Eis por que um verdadeiro mestre não deve se expor: basta aparecer para atrair complicações. Agora, Meng Meng estava completamente fascinado, e vivia, ao volante, a lhe lançar olhares furtivos, como uma donzela apaixonada. Xu Changsheng não podia nem retribuir o olhar, pois o grandalhão, corado como um urso tímido, desviava a vista, o rosto curtido pela vida tingido de rubor...

Xu Changsheng quase enlouquecia. “Pode olhar, mas pra que tanta vergonha? Um homem desse tamanho, corando feito moça, não é ridículo? Tudo bem que sou bom de kung fu e até um pouco bonito, mas não precisa se apaixonar, né?”

Assim, entre divertimento e constrangimento, deixaram a cidade e só ao chegarem diante de um jardim em estilo chinês Meng Meng pareceu voltar ao normal, dizendo baixinho:

— Mestre Xu, o presidente Ye queria recebê-lo pessoalmente, mas hoje chegaram convidados importantes, então me incumbiu de acompanhá-lo. Espero que não se importe...

De “senhor Xu” a “irmão Xu” e agora “mestre Xu”, era evidente o crescente respeito.

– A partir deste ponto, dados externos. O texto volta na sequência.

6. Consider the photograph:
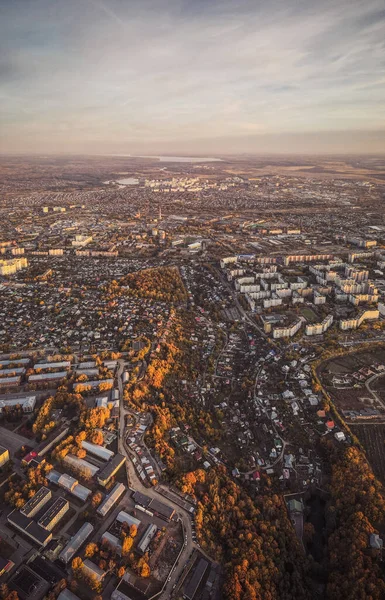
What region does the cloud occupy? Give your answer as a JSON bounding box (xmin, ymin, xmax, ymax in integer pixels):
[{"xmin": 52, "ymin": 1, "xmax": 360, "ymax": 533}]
[{"xmin": 0, "ymin": 0, "xmax": 385, "ymax": 152}]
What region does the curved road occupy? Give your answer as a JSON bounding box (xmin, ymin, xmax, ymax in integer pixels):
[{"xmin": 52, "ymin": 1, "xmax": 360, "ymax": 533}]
[{"xmin": 117, "ymin": 360, "xmax": 197, "ymax": 600}]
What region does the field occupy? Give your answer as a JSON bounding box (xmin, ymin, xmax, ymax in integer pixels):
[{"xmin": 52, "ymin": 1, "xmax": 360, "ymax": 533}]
[
  {"xmin": 350, "ymin": 424, "xmax": 385, "ymax": 485},
  {"xmin": 322, "ymin": 348, "xmax": 385, "ymax": 376}
]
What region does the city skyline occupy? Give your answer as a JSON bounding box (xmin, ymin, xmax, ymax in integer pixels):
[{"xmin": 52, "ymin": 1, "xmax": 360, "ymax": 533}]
[{"xmin": 0, "ymin": 0, "xmax": 385, "ymax": 154}]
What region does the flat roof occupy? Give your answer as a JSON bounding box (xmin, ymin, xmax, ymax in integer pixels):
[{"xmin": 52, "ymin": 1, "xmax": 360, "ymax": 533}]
[
  {"xmin": 183, "ymin": 558, "xmax": 209, "ymax": 600},
  {"xmin": 98, "ymin": 454, "xmax": 126, "ymax": 481},
  {"xmin": 20, "ymin": 486, "xmax": 52, "ymax": 517},
  {"xmin": 59, "ymin": 523, "xmax": 94, "ymax": 564},
  {"xmin": 39, "ymin": 496, "xmax": 69, "ymax": 529}
]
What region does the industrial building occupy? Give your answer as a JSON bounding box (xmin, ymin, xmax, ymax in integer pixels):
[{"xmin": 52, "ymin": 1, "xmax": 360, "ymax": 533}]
[
  {"xmin": 137, "ymin": 523, "xmax": 158, "ymax": 554},
  {"xmin": 56, "ymin": 588, "xmax": 80, "ymax": 600},
  {"xmin": 38, "ymin": 496, "xmax": 70, "ymax": 531},
  {"xmin": 82, "ymin": 440, "xmax": 114, "ymax": 461},
  {"xmin": 63, "ymin": 454, "xmax": 99, "ymax": 477},
  {"xmin": 183, "ymin": 558, "xmax": 209, "ymax": 600},
  {"xmin": 33, "ymin": 360, "xmax": 71, "ymax": 371},
  {"xmin": 47, "ymin": 469, "xmax": 92, "ymax": 502},
  {"xmin": 0, "ymin": 394, "xmax": 36, "ymax": 413},
  {"xmin": 102, "ymin": 531, "xmax": 122, "ymax": 556},
  {"xmin": 98, "ymin": 454, "xmax": 126, "ymax": 487},
  {"xmin": 28, "ymin": 371, "xmax": 67, "ymax": 383},
  {"xmin": 0, "ymin": 446, "xmax": 9, "ymax": 467},
  {"xmin": 96, "ymin": 483, "xmax": 126, "ymax": 517},
  {"xmin": 59, "ymin": 523, "xmax": 94, "ymax": 565},
  {"xmin": 83, "ymin": 558, "xmax": 106, "ymax": 581},
  {"xmin": 20, "ymin": 486, "xmax": 52, "ymax": 518},
  {"xmin": 7, "ymin": 510, "xmax": 52, "ymax": 547},
  {"xmin": 132, "ymin": 492, "xmax": 175, "ymax": 521},
  {"xmin": 116, "ymin": 510, "xmax": 141, "ymax": 528}
]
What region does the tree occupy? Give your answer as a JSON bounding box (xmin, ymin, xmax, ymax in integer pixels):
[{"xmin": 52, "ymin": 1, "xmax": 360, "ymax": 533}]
[
  {"xmin": 90, "ymin": 429, "xmax": 104, "ymax": 446},
  {"xmin": 116, "ymin": 566, "xmax": 126, "ymax": 578},
  {"xmin": 140, "ymin": 561, "xmax": 151, "ymax": 577},
  {"xmin": 122, "ymin": 535, "xmax": 134, "ymax": 556},
  {"xmin": 85, "ymin": 542, "xmax": 99, "ymax": 556},
  {"xmin": 91, "ymin": 492, "xmax": 103, "ymax": 508},
  {"xmin": 71, "ymin": 556, "xmax": 83, "ymax": 571}
]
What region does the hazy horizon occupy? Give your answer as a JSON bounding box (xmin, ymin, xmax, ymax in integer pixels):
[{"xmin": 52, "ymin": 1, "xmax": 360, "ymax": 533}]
[{"xmin": 0, "ymin": 0, "xmax": 385, "ymax": 156}]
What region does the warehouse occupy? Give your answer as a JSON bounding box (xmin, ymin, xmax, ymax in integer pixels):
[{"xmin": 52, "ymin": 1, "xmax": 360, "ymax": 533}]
[
  {"xmin": 75, "ymin": 367, "xmax": 99, "ymax": 377},
  {"xmin": 59, "ymin": 523, "xmax": 94, "ymax": 565},
  {"xmin": 47, "ymin": 469, "xmax": 92, "ymax": 502},
  {"xmin": 0, "ymin": 446, "xmax": 9, "ymax": 467},
  {"xmin": 183, "ymin": 558, "xmax": 209, "ymax": 600},
  {"xmin": 7, "ymin": 510, "xmax": 52, "ymax": 546},
  {"xmin": 63, "ymin": 454, "xmax": 99, "ymax": 477},
  {"xmin": 0, "ymin": 375, "xmax": 21, "ymax": 387},
  {"xmin": 0, "ymin": 394, "xmax": 36, "ymax": 413},
  {"xmin": 82, "ymin": 440, "xmax": 114, "ymax": 461},
  {"xmin": 28, "ymin": 371, "xmax": 67, "ymax": 383},
  {"xmin": 98, "ymin": 454, "xmax": 126, "ymax": 486},
  {"xmin": 0, "ymin": 367, "xmax": 25, "ymax": 377},
  {"xmin": 83, "ymin": 558, "xmax": 106, "ymax": 581},
  {"xmin": 56, "ymin": 588, "xmax": 80, "ymax": 600},
  {"xmin": 116, "ymin": 510, "xmax": 141, "ymax": 528},
  {"xmin": 33, "ymin": 360, "xmax": 71, "ymax": 371},
  {"xmin": 96, "ymin": 483, "xmax": 126, "ymax": 517},
  {"xmin": 38, "ymin": 496, "xmax": 70, "ymax": 531},
  {"xmin": 20, "ymin": 486, "xmax": 52, "ymax": 518},
  {"xmin": 102, "ymin": 531, "xmax": 122, "ymax": 556},
  {"xmin": 137, "ymin": 523, "xmax": 158, "ymax": 554},
  {"xmin": 0, "ymin": 358, "xmax": 31, "ymax": 369},
  {"xmin": 132, "ymin": 492, "xmax": 152, "ymax": 508}
]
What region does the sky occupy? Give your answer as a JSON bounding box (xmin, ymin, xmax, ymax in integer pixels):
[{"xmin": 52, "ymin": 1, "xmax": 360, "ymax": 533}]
[{"xmin": 0, "ymin": 0, "xmax": 385, "ymax": 154}]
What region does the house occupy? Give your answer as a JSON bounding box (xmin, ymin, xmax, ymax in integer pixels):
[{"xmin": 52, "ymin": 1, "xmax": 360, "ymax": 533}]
[
  {"xmin": 369, "ymin": 533, "xmax": 384, "ymax": 550},
  {"xmin": 287, "ymin": 498, "xmax": 303, "ymax": 513}
]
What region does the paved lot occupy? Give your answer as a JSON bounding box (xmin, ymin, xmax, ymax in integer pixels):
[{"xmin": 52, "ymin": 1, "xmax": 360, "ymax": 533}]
[{"xmin": 0, "ymin": 427, "xmax": 36, "ymax": 455}]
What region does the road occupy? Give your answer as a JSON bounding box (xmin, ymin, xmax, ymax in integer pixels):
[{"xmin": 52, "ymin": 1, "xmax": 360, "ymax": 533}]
[
  {"xmin": 365, "ymin": 373, "xmax": 385, "ymax": 410},
  {"xmin": 117, "ymin": 360, "xmax": 197, "ymax": 600},
  {"xmin": 214, "ymin": 267, "xmax": 276, "ymax": 346},
  {"xmin": 241, "ymin": 362, "xmax": 287, "ymax": 476}
]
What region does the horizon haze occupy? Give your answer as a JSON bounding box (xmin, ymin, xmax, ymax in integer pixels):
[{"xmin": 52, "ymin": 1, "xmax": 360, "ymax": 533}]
[{"xmin": 0, "ymin": 0, "xmax": 385, "ymax": 156}]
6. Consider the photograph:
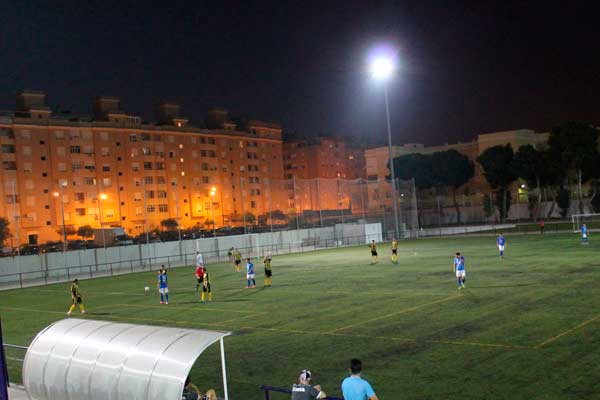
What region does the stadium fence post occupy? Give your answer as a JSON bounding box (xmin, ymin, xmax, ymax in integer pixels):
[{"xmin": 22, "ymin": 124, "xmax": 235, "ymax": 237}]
[{"xmin": 0, "ymin": 320, "xmax": 9, "ymax": 400}]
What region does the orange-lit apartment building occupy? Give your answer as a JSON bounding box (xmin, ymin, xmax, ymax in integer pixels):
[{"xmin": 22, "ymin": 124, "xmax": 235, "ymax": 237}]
[
  {"xmin": 0, "ymin": 91, "xmax": 285, "ymax": 246},
  {"xmin": 365, "ymin": 129, "xmax": 548, "ymax": 210},
  {"xmin": 283, "ymin": 137, "xmax": 365, "ymax": 212}
]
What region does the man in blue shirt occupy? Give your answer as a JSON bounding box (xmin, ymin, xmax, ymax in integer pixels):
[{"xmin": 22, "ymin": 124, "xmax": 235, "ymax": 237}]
[
  {"xmin": 246, "ymin": 258, "xmax": 256, "ymax": 289},
  {"xmin": 496, "ymin": 234, "xmax": 506, "ymax": 260},
  {"xmin": 452, "ymin": 252, "xmax": 467, "ymax": 290},
  {"xmin": 342, "ymin": 358, "xmax": 379, "ymax": 400},
  {"xmin": 581, "ymin": 224, "xmax": 589, "ymax": 244},
  {"xmin": 158, "ymin": 265, "xmax": 169, "ymax": 304}
]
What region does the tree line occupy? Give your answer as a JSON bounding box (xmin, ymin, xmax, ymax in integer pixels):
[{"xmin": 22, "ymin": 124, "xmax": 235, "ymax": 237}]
[{"xmin": 394, "ymin": 122, "xmax": 600, "ymax": 223}]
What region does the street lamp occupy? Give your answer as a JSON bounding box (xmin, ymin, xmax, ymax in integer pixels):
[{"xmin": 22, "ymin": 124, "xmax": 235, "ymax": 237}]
[
  {"xmin": 210, "ymin": 186, "xmax": 217, "ymax": 237},
  {"xmin": 98, "ymin": 193, "xmax": 108, "ymax": 252},
  {"xmin": 370, "ymin": 50, "xmax": 400, "ymax": 237},
  {"xmin": 52, "ymin": 183, "xmax": 67, "ymax": 253}
]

Xu Changsheng já dissera que não precisava de tantos títulos, pois lhe soava antiquado, mas Meng Meng insistia. Para ele, chamar de mestre era pouco — não fosse pelo decoro de ser o principal guarda-costas do homem mais rico de Jianghuai, já teria chamado de “grande mestre”.

Afinal, alguém capaz de canalizar energia interna e curar ou ferir num piscar de olhos, não é um verdadeiro mestre?

— Não tem problema. Sou como um da casa do presidente Ye, aqui me sinto em família.

— É verdade, mestre Xu...

Meng Meng sentiu-se aliviado — afinal, Xu Changsheng não se fazia de estranho.

Descendo do carro, mãos cruzadas nas costas, Xu Changsheng contemplou o jardim. Que maravilha! Não é à toa que é o mais rico de Jianghuai, para ter um jardim desses como residência. Realmente, ter dinheiro faz diferença...

Preparava-se para subir os degraus e apreciar o interior do jardim quando ouviu a porta principal ranger e algumas pessoas saíram para recebê-lo.